BaCoSiO$_{4}$ adopts a $P$6$_{3}$ lattice at RT, which is structurally chiral and polar. The magnetic Co$^{2+}$ ions form a triangular lattice, and an extremely intriguing “toroidal moment plus canted ferromagnetic moment” type magnetic structure appears below 3.2 K, which holds magnetic chirality as well. Our comprehensive electron microscopy study of high-quality BaCoSiO$_{4}$ single crystal grown by the Laser Floating Zone technique reveals a mono global chirality from the prototypic lattice, as well as various local chirality consisting of stripy polar domains and ferro-rotational domains. If the magnetic chirality is fixed by the structurally mono global chirality, applying magnetic field along c can create net toroidicity, and off-diagonal linear ME effect could be observed, and vice versa. The orientation-dependent ME effect is measured on oriented single crystals at 2 K. The data show that BaCoSiO$_{4}$ has both diagonal response $P_{c}(H_{c})$ and off-diagonal response $P_{a\ast }(H_{a})$. This off-diagonal response is consistent with the theoretical scenario that a toroidal moment along $c$ axis with in-plane $H$ induces in-plane $P$ perpendicular to $H$. The observable toroidal ME effect suggests that the magnetic chirality is fixed by the structurally mono global chirality.
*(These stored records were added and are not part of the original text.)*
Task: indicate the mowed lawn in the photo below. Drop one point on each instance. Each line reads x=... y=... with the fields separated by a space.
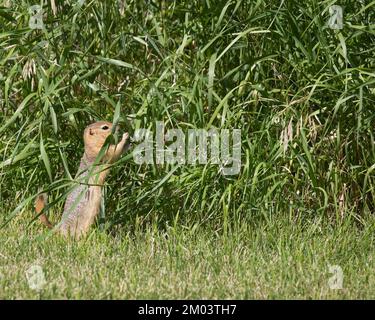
x=279 y=259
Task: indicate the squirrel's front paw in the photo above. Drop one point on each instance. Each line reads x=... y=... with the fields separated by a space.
x=125 y=136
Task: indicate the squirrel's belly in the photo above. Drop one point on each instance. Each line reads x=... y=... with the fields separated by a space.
x=81 y=208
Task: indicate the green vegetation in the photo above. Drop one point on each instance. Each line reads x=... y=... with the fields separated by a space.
x=301 y=93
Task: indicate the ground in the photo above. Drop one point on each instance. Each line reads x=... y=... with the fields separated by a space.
x=283 y=259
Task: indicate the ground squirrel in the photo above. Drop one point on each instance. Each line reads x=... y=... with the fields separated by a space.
x=83 y=202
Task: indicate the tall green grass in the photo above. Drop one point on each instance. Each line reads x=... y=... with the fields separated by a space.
x=301 y=93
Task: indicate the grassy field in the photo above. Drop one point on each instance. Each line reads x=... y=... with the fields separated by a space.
x=276 y=260
x=301 y=93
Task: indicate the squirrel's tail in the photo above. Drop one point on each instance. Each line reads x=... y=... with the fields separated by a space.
x=40 y=203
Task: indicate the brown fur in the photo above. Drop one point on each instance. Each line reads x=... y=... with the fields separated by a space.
x=83 y=203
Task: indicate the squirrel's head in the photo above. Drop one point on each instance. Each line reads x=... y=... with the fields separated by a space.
x=94 y=137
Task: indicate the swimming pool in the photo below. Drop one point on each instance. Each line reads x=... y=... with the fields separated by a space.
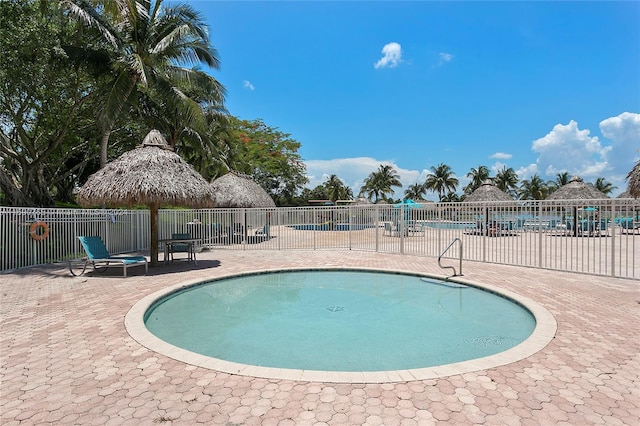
x=358 y=323
x=450 y=225
x=331 y=226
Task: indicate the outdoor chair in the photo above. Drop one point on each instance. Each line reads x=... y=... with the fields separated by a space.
x=178 y=247
x=100 y=258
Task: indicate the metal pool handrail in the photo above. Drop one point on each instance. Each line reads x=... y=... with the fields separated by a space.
x=459 y=255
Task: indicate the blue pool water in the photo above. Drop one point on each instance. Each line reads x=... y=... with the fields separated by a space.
x=451 y=225
x=339 y=321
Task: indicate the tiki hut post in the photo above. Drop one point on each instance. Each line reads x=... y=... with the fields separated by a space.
x=634 y=181
x=153 y=219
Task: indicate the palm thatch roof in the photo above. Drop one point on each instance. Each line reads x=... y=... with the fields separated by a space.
x=488 y=192
x=151 y=174
x=577 y=189
x=634 y=181
x=237 y=190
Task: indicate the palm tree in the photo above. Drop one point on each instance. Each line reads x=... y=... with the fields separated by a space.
x=533 y=189
x=380 y=183
x=415 y=192
x=450 y=197
x=441 y=180
x=144 y=48
x=507 y=180
x=478 y=177
x=561 y=180
x=605 y=187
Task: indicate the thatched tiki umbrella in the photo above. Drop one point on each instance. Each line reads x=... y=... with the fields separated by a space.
x=488 y=193
x=634 y=181
x=237 y=190
x=151 y=174
x=577 y=189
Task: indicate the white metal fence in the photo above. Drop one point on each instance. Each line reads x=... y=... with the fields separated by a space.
x=599 y=237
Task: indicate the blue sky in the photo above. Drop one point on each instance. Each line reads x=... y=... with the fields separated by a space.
x=542 y=87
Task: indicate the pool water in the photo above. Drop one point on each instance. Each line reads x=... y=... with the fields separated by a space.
x=330 y=227
x=339 y=321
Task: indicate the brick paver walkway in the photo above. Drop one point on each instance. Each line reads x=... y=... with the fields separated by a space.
x=66 y=358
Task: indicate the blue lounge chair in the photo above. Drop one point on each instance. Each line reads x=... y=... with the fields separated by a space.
x=178 y=247
x=98 y=256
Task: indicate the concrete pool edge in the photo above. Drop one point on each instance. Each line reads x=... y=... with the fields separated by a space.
x=542 y=335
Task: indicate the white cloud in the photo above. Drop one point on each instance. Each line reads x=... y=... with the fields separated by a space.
x=391 y=56
x=247 y=84
x=501 y=156
x=624 y=133
x=353 y=172
x=444 y=58
x=567 y=148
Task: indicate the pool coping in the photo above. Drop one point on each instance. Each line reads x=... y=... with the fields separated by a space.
x=542 y=335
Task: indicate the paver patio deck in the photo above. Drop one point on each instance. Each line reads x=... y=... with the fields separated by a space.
x=66 y=358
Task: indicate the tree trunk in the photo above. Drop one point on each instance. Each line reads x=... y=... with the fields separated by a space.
x=104 y=144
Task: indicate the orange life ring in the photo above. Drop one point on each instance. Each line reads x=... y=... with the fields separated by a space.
x=35 y=226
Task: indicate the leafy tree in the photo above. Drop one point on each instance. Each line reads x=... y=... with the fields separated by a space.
x=379 y=184
x=605 y=187
x=336 y=189
x=533 y=189
x=144 y=45
x=478 y=177
x=270 y=156
x=44 y=107
x=415 y=192
x=441 y=179
x=507 y=180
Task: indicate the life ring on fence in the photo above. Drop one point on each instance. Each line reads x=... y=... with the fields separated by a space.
x=35 y=226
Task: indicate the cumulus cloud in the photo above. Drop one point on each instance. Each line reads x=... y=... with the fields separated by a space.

The resulting mono magnetic chirality ensures the effective tuning of toroidal moment by field along $c$. "-3 to -1 to 1 to 3" toroidal moment metamagnetic transitions are demonstrated, and the induced $P$ triples in a consistent manner. BaCoSiO$_{4}$ is a unique playground for studying the multifaceted coupling of structural and magnetic ferroic orders.